Aesthetics of Glitch

In response to yesterday’s post on databending, someone asked me, “Aren’t you just creating noisy files?” Perhaps. But as Cage would argue, there’s beauty in the noise, and that’s precisely the appeal.

When you open an image in a text editor, the editor will display the raw data of the image file, usually using ASCII or UTF characters. Each character of the code stands for a series of binary inputs that allows the computer to read and display the image file, but to the average user, it’s gobbledygook.

Much of the experimentation I’ve been doing with databending attempts to replace the illegible code with words that we understand. The computer is still not reading the words for any meaning (like a programming language) but rather as a string of characters with each character providing instructions, just as it would with the symbols we replaced.

Sure, there is a case here for phantom signifiers, and the separation of signifier from signified; the computer and I are not “communicating” despite using the same signifiers, but I’m not interested in that.
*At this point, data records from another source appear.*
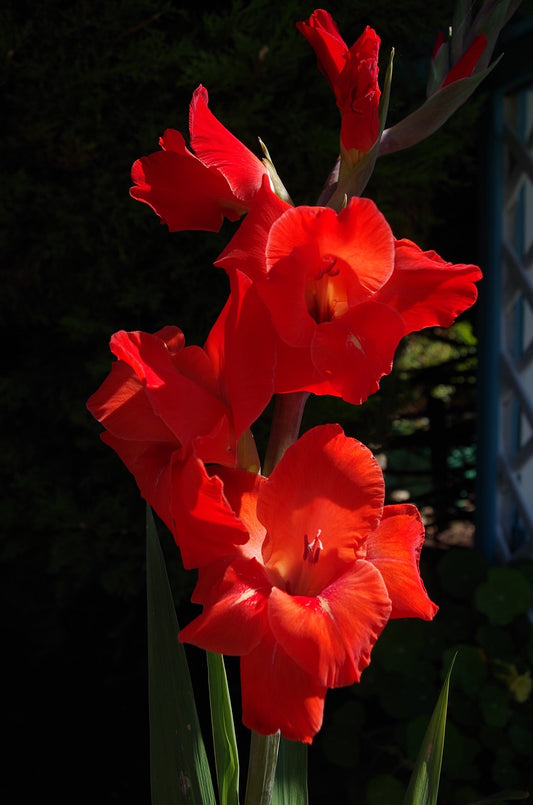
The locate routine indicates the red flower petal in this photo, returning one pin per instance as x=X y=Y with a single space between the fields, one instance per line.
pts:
x=354 y=352
x=246 y=251
x=278 y=695
x=241 y=489
x=151 y=465
x=323 y=35
x=394 y=549
x=204 y=524
x=426 y=290
x=182 y=190
x=358 y=237
x=242 y=347
x=183 y=405
x=218 y=148
x=325 y=485
x=234 y=619
x=331 y=635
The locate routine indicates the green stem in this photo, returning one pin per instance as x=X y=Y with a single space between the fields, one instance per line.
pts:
x=261 y=768
x=288 y=412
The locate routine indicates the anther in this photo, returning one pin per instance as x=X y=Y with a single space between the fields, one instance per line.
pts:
x=312 y=549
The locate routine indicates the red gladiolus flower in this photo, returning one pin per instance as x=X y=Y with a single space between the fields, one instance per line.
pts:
x=305 y=599
x=191 y=191
x=352 y=74
x=340 y=292
x=165 y=415
x=466 y=64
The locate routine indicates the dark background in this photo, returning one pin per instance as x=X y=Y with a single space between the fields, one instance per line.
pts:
x=88 y=87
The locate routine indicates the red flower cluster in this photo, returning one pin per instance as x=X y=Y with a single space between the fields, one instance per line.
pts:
x=352 y=74
x=299 y=572
x=305 y=599
x=197 y=192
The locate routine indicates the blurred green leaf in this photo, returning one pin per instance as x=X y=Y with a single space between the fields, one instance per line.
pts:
x=179 y=770
x=384 y=788
x=505 y=595
x=424 y=783
x=290 y=784
x=224 y=741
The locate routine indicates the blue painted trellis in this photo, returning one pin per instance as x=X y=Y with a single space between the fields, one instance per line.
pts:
x=504 y=526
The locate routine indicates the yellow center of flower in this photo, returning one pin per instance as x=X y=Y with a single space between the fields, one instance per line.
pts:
x=325 y=295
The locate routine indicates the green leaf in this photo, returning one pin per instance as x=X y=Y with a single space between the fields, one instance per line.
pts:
x=179 y=770
x=224 y=740
x=424 y=783
x=429 y=117
x=290 y=785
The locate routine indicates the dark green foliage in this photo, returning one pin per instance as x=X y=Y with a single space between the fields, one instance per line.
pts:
x=373 y=731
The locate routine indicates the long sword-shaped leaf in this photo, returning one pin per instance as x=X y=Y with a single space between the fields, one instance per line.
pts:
x=179 y=769
x=290 y=785
x=224 y=741
x=424 y=784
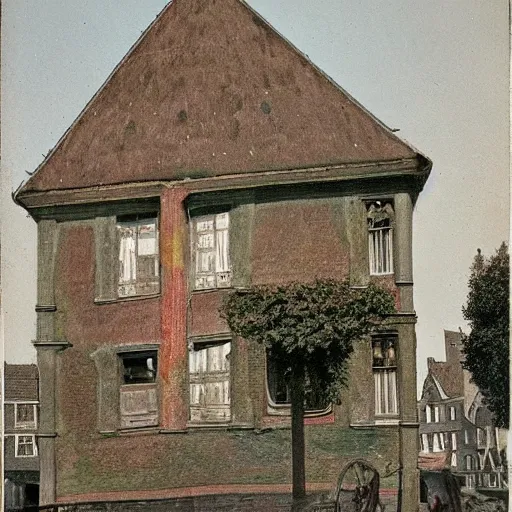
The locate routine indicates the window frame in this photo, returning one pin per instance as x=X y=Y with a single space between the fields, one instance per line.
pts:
x=195 y=250
x=284 y=409
x=136 y=220
x=377 y=211
x=197 y=344
x=149 y=388
x=385 y=369
x=25 y=425
x=32 y=443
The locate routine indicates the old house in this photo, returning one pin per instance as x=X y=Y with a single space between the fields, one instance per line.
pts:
x=454 y=419
x=21 y=461
x=215 y=156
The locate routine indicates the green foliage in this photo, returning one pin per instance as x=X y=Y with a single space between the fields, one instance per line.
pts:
x=313 y=325
x=487 y=346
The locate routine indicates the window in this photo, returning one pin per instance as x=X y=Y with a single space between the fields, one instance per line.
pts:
x=480 y=436
x=210 y=251
x=384 y=374
x=442 y=441
x=432 y=413
x=424 y=443
x=138 y=393
x=278 y=387
x=470 y=463
x=25 y=446
x=437 y=445
x=138 y=255
x=380 y=217
x=209 y=378
x=25 y=415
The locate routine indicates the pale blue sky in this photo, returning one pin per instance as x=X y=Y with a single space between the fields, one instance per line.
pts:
x=437 y=70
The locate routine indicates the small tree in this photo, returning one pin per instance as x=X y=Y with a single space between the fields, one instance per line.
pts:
x=487 y=346
x=312 y=327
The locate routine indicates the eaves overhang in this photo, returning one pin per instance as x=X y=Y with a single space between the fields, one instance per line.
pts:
x=415 y=169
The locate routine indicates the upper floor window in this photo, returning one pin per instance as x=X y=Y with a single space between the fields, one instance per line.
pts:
x=25 y=415
x=139 y=266
x=25 y=446
x=209 y=378
x=138 y=393
x=210 y=251
x=384 y=374
x=380 y=217
x=279 y=394
x=432 y=413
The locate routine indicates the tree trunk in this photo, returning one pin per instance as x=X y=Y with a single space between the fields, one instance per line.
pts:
x=298 y=452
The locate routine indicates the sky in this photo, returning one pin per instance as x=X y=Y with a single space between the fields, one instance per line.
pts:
x=437 y=70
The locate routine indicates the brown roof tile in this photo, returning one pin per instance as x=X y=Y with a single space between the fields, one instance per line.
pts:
x=21 y=382
x=211 y=89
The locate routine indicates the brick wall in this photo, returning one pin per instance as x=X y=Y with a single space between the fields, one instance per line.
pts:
x=296 y=240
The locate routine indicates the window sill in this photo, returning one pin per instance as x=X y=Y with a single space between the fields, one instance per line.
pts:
x=378 y=422
x=100 y=302
x=209 y=426
x=136 y=431
x=197 y=291
x=284 y=421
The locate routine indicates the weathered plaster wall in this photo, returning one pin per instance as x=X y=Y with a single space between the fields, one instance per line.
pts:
x=212 y=458
x=295 y=239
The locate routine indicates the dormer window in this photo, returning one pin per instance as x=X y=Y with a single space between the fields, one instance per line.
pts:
x=380 y=218
x=384 y=374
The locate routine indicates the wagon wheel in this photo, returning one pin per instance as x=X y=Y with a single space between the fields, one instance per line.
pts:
x=358 y=488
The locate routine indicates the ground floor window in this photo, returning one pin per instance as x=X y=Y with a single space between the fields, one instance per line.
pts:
x=26 y=446
x=138 y=393
x=209 y=378
x=279 y=393
x=385 y=375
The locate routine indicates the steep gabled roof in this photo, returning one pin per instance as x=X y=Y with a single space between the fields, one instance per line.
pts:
x=21 y=382
x=210 y=90
x=432 y=389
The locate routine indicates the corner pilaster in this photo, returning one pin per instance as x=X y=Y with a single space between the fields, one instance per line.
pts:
x=172 y=367
x=403 y=250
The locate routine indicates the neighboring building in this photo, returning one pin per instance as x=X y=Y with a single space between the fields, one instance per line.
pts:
x=454 y=419
x=215 y=157
x=21 y=484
Other generative forms are already exploring the separation of word and meaning and the beauty of typeface as visual art. Those ideals might factor in, but my focus is instead on finding connections, not dissociations. What are the connections between the original image, and the words I’ve placed into the code? Is the code more interesting because of it? Have I removed something from the code and to what significance? Finally, how do the mood and aesthetics of the new image fit with the mood and aesthetics I’ve imparted into the code?

The process of (re)placement is what gives the work meaning.

The image avove is interesting for it’s color and texture. It’s more interesting when you see the original, and even more interesting when you know that I came to the glitched version by replacing symbols $,¢,®, and © with lines from Elliot: “THIS IS THE WAY” “THE WORLD ENDS” “NOT WITH A BANG” “BUT A WHIMPER” respectively. The glitched image is merely an artifact for the real meaning, which is the act of deliberately chosen character replacement.

Is the code noisy? Yes. But we now have a work that we can judge against some of the critical practices of poetry. We have language emerging from noise: repetitive, chaotic, and beautiful. We have not ignored the words’ signified meaning, but rather used those connotations to enrich the process.